(…) Sur le coup, ça me fait plaisir que Mansi ait voulu me rendre service. Ça prouve bien qu’elle m’aime un petit peu !
— Merci, c’est gentil de la part de Mansi de…
— Ne te fais pas d’illusions. Elle veut surtout être sûre que tu ne vas pas revenir traîner dans le coin. Avec tes réactions de lycéen, on ne sait jamais. Elle m’a même demandé de te surveiller jusqu’à ce que quelqu’un t’ait pris en voiture ! Alors, tu vois…
Et paf ! Encore un coup à l’amour propre. En silence, je croise les bras et me rencogne contre la portière.
— Écoute, petit homme. Non, excuse-moi : écoute, Philippe…
Ça me fait du bien d’entendre mon prénom, prononcé en entier, plutôt gentiment.
— Écoute, Philippe. Tu prends tout ça trop au sérieux. Je te comprends, remarque. J’ai un petit cousin comme toi, Matt. Il est gentil, Matt, dix-huit ans, bien élevé, timide, maladroit. En septembre, il va rentrer à l’université, à Davis. Je le connais bien, Matt. Tu me fais un peu penser à lui.
— Un gentil crétin, quoi !
— Mais non, pas du tout ! Je l’aime bien, Matt, simplement, il n’est pas comme nous, je veux dire pas comme Mansi, comme Bob, ou comme moi. Quand je t’ai observé l’autre soir, installé comme tu l’étais chez Mansi, je l’ai tout de suite imaginé à ta place. Débarquer d’un seul coup dans un milieu totalement différent de celui dans lequel on a toujours vécu, ça ne doit pas être facile. Moi, je n’aurais jamais amené Matt dans une soirée comme ça, et s’il avait été là quand même, je l’aurais surveillé, je l’aurai protégé. Pendant un moment, j’ai bien failli le faire pour toi. Mais quand j’ai vu que tu t’entendais si bien avec Brenda…
— Moi ? Je m’entendais bien avec Brenda ? Mais, pas du tout !
— Peut-être que tu ne t’en souviens pas, mais tu t’entendais drôlement bien !
— Mais c’est faux, complètement faux ! C’est une gourde finie !
— Ça n’avait pas l’air de te gêner, dis donc !
— Je ne te crois pas ! D’abord, Brenda, je lui ai à peine dit trois mots. C’est avec Mansi que je suis resté toute la nuit !

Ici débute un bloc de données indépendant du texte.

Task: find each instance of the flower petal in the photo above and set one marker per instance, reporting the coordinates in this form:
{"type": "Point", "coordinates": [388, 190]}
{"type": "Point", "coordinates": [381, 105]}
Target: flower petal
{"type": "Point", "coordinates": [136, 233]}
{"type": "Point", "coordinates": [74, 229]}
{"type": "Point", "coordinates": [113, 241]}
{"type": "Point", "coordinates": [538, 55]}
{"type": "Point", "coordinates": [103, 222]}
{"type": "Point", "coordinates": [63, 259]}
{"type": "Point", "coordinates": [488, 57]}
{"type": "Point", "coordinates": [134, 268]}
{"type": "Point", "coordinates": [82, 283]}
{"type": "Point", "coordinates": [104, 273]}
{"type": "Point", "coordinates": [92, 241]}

— Décidément, tu as oublié beaucoup de chose… Mais peu importe ! Ce que je voulais te dire, c’est que j’ai réalisé tout à l’heure que dans la même situation, Matt aurait probablement réagi comme toi. Il aurait hésité, il aurait fait semblant de savoir, il aurait tout essayé, et comme toi, il serait tombé amoureux de Mansi.
— Je ne suis pas…
Je ne peux pas finir ma dénégation, tant le seul fait de prononcer les mots manquants me semblerait prouver le contraire.
— Mais si, tu l’es ! Ou plutôt tu le crois. Et, sur le moment, l’être ou le croire, c’est la même chose… Je te comprends, tu sais. Tu es à des milliers de miles de chez toi, fauché, recherché par les flics, blessé, fatigué, poussiéreux, démoralisé et voilà qu’une femme, une vraie femme, veut s’occuper de toi. Pendant trois jours, elle te soigne, elle te lave, elle te nourrit ; elle te caresse, te raconte sa vie, elle t’écoute… c’est ta mère ! Mais comme tu dors avec elle et qu’elle te fait l’amour autant de fois que tu veux, c’est une femme, une femme qui veut bien de toi ; c’est ta femme ; et tu crois que tu es amoureux et par conséquent qu’elle l’est aussi. C’est normal, c’est forcé. Tu te détends, tu es bien, au chaud, protégé, apaisé et tu penses que ça va durer. Oui, mais voilà ! Mansi est mariée et…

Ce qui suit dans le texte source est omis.